Deer Dancer

Nearly everyone had left that bar in the middle of winter except the
hardcore.  It was the coldest night of the year, every place shut down, but
not us.  Of course we noticed when she came in.  We were Indian ruins.  She
was the end of beauty.  No one knew her, the stranger whose tribe we
recognized, her family related to deer, if that's who she was, a people
accustomed to hearing songs in pine trees, and making them hearts.

The woman inside the woman who was to dance naked in the bar of misfits
blew deer magic.  Henry jack, who could not survive a sober day, thought she
was Buffalo Calf Woman come back, passed out, his head by the toilet.  All
night he dreamed a dream he could not say.  The next day he borrowed
money, went home, and sent back the money I lent.  Now that's a miracle.
Some people see vision in a burned tortilla, some in the face of a woman.

This is the bar of broken survivors, the club of the shotgun, knife wound, of
poison by culture.  We who were taught not to stare drank our beer.  The
players gossiped down their cues.  Someone put a quarter in the jukebox to
relive despair.  Richard's wife dove to kill her.  We had to keep her
till, while Richard secretly bought the beauty a drink.
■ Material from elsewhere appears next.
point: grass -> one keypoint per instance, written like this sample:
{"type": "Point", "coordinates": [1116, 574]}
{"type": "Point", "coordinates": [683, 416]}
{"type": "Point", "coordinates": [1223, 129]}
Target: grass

How do I say it?  In this language there are no words for how the real world
collapses.  I could say it in my own and the sacred mounds would come into
focus, but I couldn't take it in this dingy envelope.  So I look at the stars in
this strange city, frozen to the back of the sky, the only promises that ever
make sense.

My brother-in-law hung out with white people, went to law school with a
perfect record, quit.  Says you can keep your laws, your words.  And
practiced law on the street with his hands.  He jimmied to the proverbial
dream girl, the face of the moon, while the players racked a new game.
He bragged to us, he told her magic words and that when she broke, became human.
But we all heard his voice crack:

What's a girl like you doing in a place like this?

That's what I'd like to know, what are we all doing in a place like this?

 

You would know she could hear only what she wanted to; don't we all?  Left
the drink of betrayal Richard bought her, at the bar.  What was she on?  We all
wanted some.  Put a quarter in the juke.  We all take risks stepping into thin
air.  Our ceremonies didn't predict this.  or we expected more.

I had to tell you this, for the baby inside the girl sealed up with a lick of
hope and swimming into the praise of nations.  This is not a rooming house, but
a dream of winter falls and the deer who portrayed the relatives of 
strangers.  The way back is deer breath on icy windows.

The next dance none of us predicted.  She borrowed a chair for the stairway
to heaven and stood on a table of names.  And danced in the room of children
without shoes.

You picked a fine time to leave me, Lucille With four hungry children and a
crop in the field.

And then she took off her clothes.  She shook loose memory, waltzed with the
empty lover we'd all become.

She was the myth slipped down through dreamtime.  The promise of feast we
all knew was coming.  The deer who crossed through knots of a curse to find
us.  She was no slouch, and neither were we, watching.

The music ended.  And so does the story.  I wasn't there.  But I imagined her
like this, not a stained red dress with tape on her heels but the deer who
entered our dream in white dawn, breathed mist into pine trees, her fawn a
blessing of meat, the ancestors who never left.